How to Design a High-Scale Multi-Cloud Incident Journey

A real-world architectural scenario from episode three of the Think Like an Architect series, focused on designing a high-scale multi-cloud incident journey.

Learn how to design personalized customer engagement using Salesforce with MuleSoft, Agentforce, and Agentforce Marketing.

Miriam McCabe

April 27, 2026 8 min read

Choosing the right integration pattern for a high-scale incident journey isn’t always straightforward. Imagine severe weather hitting your country or region so hard that it leads to outages across the power grid. Now imagine that as an architect, you are on the hook to design the architecture that helps deal with the fallout of such a crisis. You must identify affected parties across multiple systems and trigger automated, personalized notifications based on real-time data.

In this recap of episode three of Think Like an Architect, we reconstruct the architectural thinking process for this scenario, which was originally done in real time during the livestream. Rather than just looking at a finished architectural design, following along with this process will strengthen the mental muscles you need to evaluate requirements, weigh options, and justify a solution direction.

Use the “What, How, and Why” approach

To design scalable solutions, we use a repeatable three-step method to move from raw business requirements to justified architectural decisions:

What: Highlight key phrases in business requirements to paraphrase the essence of the problem into concise high-level requirements (HLRs). This ensures you solve the right problem from the start.
How: Align technical solution options directly to your HLRs. Use live diagramming to visualize options and digital sticky notes to capture questions, assumptions, and decisions.
Why: Capture your rationale to create an architectural decision record (ADR). This ensures stakeholders and your future self understand the reasoning behind a specific direction.

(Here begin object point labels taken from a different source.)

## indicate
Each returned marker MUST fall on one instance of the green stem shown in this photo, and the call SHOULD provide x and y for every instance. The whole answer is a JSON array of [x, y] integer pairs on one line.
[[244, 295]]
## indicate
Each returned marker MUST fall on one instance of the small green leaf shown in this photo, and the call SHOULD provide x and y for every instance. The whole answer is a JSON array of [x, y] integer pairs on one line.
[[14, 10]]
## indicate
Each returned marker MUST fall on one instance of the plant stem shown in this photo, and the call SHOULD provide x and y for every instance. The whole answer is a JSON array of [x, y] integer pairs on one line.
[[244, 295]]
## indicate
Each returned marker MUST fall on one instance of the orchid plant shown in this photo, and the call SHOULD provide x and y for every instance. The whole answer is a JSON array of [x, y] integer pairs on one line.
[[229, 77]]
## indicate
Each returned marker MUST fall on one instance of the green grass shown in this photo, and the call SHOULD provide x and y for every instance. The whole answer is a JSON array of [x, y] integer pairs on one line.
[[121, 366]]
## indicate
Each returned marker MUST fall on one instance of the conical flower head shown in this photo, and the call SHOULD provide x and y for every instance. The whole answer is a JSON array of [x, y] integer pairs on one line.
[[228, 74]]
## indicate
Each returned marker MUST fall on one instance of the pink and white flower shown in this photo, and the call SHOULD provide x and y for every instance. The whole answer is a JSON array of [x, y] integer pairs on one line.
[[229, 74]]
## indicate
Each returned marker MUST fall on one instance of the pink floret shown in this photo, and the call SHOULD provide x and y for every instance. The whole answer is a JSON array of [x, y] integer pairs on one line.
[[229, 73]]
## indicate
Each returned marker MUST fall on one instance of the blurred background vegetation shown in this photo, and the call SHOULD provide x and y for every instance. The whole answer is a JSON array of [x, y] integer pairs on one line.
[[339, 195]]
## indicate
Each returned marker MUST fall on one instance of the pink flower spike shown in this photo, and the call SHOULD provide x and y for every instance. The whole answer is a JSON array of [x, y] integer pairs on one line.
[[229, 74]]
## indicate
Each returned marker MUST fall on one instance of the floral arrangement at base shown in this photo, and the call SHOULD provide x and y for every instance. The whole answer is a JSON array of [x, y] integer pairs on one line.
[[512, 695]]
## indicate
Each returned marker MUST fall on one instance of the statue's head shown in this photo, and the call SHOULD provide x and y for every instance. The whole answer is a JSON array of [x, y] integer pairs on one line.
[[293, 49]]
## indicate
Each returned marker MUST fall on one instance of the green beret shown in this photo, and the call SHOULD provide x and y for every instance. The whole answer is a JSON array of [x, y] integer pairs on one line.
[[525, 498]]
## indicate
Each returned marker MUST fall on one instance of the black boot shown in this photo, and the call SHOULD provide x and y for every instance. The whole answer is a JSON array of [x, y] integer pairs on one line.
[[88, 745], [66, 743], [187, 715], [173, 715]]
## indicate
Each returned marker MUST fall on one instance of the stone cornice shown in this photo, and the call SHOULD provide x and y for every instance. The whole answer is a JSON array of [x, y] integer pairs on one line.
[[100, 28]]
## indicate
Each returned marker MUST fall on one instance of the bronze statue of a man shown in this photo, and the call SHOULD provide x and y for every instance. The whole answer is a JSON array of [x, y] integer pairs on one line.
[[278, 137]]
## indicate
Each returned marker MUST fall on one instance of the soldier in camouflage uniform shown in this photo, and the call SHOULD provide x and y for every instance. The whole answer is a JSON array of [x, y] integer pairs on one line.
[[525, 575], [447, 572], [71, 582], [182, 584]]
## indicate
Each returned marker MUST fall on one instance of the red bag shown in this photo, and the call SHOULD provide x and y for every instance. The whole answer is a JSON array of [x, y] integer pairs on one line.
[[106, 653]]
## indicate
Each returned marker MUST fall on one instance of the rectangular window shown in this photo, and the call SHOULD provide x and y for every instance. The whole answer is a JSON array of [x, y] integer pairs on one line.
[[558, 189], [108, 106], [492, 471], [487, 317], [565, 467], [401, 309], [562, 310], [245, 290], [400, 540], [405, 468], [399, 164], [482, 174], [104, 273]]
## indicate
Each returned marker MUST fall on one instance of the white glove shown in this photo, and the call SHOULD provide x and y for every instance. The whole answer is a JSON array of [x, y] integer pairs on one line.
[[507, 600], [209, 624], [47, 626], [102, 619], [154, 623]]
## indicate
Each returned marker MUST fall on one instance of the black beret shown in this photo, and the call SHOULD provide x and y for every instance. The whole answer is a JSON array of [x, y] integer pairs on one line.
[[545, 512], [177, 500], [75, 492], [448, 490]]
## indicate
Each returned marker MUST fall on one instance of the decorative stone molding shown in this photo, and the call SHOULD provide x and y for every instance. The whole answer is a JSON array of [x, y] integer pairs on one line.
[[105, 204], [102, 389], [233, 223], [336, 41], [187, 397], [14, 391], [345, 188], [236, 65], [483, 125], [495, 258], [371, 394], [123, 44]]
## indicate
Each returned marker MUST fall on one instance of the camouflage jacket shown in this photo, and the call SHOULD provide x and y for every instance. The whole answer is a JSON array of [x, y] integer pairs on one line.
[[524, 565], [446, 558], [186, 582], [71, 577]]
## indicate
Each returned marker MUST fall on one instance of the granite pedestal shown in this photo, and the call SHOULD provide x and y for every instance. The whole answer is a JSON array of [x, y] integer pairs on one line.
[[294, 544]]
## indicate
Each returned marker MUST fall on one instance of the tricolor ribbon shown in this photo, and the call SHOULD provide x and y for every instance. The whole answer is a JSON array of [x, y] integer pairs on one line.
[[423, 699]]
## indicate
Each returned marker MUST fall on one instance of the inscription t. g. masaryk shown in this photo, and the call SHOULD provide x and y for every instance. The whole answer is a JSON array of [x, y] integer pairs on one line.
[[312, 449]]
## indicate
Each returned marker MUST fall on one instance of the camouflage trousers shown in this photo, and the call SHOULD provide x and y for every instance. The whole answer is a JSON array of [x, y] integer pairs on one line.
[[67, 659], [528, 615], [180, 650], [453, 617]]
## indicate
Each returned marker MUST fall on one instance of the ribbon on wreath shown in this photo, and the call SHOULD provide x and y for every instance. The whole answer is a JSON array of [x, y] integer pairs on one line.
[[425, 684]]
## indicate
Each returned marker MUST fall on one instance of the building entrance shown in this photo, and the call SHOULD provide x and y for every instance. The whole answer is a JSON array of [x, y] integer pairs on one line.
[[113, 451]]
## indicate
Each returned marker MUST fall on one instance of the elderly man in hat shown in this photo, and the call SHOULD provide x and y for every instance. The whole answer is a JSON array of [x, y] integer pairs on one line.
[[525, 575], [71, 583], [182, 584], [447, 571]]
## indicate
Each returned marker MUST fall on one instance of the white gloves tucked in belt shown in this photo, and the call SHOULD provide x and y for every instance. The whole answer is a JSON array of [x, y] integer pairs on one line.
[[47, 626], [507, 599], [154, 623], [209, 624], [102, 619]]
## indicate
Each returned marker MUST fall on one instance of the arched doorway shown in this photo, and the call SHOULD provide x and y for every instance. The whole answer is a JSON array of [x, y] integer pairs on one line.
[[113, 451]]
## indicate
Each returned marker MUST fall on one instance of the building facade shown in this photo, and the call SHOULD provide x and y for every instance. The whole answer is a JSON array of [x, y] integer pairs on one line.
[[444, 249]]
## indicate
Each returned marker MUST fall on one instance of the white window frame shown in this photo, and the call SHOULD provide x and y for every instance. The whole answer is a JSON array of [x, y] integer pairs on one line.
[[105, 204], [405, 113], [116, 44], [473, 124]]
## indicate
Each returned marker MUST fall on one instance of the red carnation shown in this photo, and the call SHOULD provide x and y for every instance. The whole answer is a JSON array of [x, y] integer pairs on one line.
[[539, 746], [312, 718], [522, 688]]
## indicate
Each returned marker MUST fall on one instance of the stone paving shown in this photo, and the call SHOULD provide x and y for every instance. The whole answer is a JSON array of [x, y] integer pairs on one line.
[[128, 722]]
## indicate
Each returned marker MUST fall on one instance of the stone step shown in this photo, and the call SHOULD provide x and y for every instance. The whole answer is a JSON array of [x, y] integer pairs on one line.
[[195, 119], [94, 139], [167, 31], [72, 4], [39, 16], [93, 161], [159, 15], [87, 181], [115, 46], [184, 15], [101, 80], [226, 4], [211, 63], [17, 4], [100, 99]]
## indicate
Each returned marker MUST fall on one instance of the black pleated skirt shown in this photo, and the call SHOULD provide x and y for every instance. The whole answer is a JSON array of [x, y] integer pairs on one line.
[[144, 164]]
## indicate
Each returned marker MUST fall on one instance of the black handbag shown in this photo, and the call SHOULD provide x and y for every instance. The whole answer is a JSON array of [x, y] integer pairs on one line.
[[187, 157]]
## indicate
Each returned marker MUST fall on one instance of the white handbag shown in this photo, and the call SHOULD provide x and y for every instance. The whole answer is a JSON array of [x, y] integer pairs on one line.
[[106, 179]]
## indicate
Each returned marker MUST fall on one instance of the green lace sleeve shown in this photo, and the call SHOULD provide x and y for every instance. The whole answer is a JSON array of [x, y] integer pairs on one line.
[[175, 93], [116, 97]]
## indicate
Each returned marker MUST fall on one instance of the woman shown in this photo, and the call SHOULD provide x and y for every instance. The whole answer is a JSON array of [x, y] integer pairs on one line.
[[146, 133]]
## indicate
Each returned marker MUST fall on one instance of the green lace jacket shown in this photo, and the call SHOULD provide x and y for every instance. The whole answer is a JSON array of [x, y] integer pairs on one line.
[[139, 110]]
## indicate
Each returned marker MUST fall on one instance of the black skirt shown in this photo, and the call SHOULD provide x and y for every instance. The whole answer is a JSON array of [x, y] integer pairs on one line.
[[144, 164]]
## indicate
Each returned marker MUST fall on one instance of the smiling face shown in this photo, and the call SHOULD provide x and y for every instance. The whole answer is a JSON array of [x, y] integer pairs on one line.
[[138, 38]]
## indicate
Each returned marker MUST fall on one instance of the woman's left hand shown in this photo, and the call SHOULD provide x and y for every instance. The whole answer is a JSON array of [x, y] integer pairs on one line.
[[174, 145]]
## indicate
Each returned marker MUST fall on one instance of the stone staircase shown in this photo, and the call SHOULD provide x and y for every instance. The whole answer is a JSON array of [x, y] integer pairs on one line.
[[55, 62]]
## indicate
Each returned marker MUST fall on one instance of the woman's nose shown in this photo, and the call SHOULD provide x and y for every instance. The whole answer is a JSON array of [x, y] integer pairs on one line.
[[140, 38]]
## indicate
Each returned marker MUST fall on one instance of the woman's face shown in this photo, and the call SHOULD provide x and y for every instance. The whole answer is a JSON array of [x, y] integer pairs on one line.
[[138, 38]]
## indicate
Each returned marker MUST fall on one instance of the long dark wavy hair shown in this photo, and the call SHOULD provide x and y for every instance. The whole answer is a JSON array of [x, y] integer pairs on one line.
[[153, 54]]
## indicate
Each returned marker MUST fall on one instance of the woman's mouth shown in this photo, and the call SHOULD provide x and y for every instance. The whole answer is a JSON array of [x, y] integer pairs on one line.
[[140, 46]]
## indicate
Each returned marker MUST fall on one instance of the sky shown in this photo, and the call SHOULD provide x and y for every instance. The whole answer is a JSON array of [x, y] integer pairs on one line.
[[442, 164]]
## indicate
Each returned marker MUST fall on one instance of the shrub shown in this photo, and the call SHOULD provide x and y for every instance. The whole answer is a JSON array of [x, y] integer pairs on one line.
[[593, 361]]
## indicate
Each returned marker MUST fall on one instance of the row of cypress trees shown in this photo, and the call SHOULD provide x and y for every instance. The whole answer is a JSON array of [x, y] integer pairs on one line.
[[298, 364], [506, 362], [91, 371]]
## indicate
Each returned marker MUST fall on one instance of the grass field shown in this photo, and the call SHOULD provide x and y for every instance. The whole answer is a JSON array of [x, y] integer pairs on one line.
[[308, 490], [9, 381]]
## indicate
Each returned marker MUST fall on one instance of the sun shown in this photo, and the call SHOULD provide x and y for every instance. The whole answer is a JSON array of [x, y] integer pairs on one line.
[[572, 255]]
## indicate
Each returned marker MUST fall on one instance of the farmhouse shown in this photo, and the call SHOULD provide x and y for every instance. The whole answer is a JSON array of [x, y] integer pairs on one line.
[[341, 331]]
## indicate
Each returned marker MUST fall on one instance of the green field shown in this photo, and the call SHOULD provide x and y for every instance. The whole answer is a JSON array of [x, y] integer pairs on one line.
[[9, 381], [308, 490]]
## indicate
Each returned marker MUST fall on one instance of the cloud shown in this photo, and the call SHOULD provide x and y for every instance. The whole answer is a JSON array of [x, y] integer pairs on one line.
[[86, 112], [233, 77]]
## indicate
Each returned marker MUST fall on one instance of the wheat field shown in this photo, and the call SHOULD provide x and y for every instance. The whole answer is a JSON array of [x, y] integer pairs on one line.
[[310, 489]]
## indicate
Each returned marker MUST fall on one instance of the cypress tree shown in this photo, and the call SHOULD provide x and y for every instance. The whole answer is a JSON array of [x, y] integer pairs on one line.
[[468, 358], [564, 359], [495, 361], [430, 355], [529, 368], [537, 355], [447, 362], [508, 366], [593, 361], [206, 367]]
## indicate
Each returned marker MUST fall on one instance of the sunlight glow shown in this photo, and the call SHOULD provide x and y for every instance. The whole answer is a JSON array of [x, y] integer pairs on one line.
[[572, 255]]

Think Like an Architect: Design a High-Scale Multi-Cloud Incident Journey

Watch Salesforce Architect experts apply the What/How/Why approach to unify data, route work to the right teams and create a proactive and personalized multi-channel service experience.

Watch on demand

What: Paraphrase requirements into clear HLRs

In the “What” step, let’s look at the specific challenge from episode three. Start with a raw business requirement and use highlighting to indicate the key parts, as shown below.

By highlighting key phrases, we strip away the business narrative to ensure we are solving the right problems from the start. Based on the electricity grid outage scenario, we arrive at five clear HLRs:

Detect unplanned outages and notify Salesforce instantly.
Identify affected parties across multiple legacy systems.
Send automated, personalized notifications based on real-time SCADA data.
Log incidents, allow for two-way communication, and route to the right team.
Provide context-aware engagement throughout the lifecycle via WhatsApp and the web.

Note that the HLRs paraphrase rather than use the exact words from the business requirement. This is essential in validating with the business stakeholders that you understood the intention of their requirement.

To continue with evaluating solution options, let’s move into the “How” step by following the trail of questions, assumptions, and decisions captured during our live session.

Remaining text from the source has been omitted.